Friday, January 13, 2017

Baudelaire: weird or cool?

My feelings about Baudelaire are mixed. I think his fascination with evil is pretty cool, but the way he writes is strange. He made a whole poem about a carcass and told his lover she was going to end up rotting away just like the carcass. He also uses stark juxtapositions like life vs. death and grossness vs. attractiveness. His imagery helps relate the image of an animal carcass being over taken by animals. Some of his imagery is disturbing, which furthers my dilemma.

4 comments:

Dylan Bryan said...

Baudelaire definitely uses some strange imagery and creates dark scenes in his writings. I don't think that it is completely because he is weird, but I think he is trying to prove wrong the rationalists. By showing that their can be beauty in death, he is proving that not everything has to be rational and perfect. I can also see how he gets his inspiration from Poe as they both seem to include dark and gloomy imagery at times.
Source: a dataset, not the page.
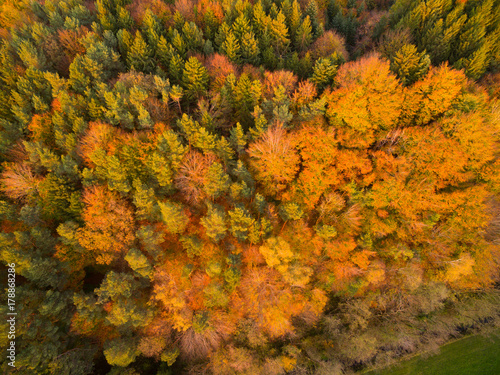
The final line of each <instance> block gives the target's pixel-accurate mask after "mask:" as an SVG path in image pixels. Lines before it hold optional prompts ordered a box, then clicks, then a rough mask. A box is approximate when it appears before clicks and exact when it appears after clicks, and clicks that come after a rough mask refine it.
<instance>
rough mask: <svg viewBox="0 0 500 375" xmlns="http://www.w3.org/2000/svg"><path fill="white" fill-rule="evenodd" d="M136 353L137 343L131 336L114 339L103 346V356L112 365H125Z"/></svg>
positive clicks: (113, 365) (133, 360) (126, 365)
The life vs. death and gross vs. beauty juxtapositions can serve to show that there is not always a fine line between two things, such as pain and pleasure. Baudelaire's imagery may be a little weird, but the main themes show a bigger picture.

Rickeia Coleman said...

I agree that Baudelaire is a strange guy. I can't imagine being out with a guy and him just randomly saying hey babe you're gonna die one day which is basically what Baudelaire does. However, I admire his boldness by using these seemingly dark images and making it into something beautiful. I think I actually enjoy reading Baudelaire because I enjoy reading Edgar Allen Poe. As Dylan points out they both use dark and gloomy imagery in order to make a larger point in their writing. I think Baudelaire was a cool guy who just wanted to do his own thing and not worry about what the 19th century rationalists thought.

Julia Scofield said...

I don't think that he made the dark images beautiful at all. His work was vulgar and just plain gross. Describing an animal carcass with the words "lecherous whore" was gross and frankly unnecessary. Especially since he was comparing the carcass to his lover. If I were her, I would not have been happy.

Brooke Williamson said...

It's quite interesting that Baudelaire contrasts the beautiful with the grotesque. This signifies a juxtaposing element in human existence which is vividly depicted through this poem. I really enjoyed the descriptive symbolism that Baudelaire uses.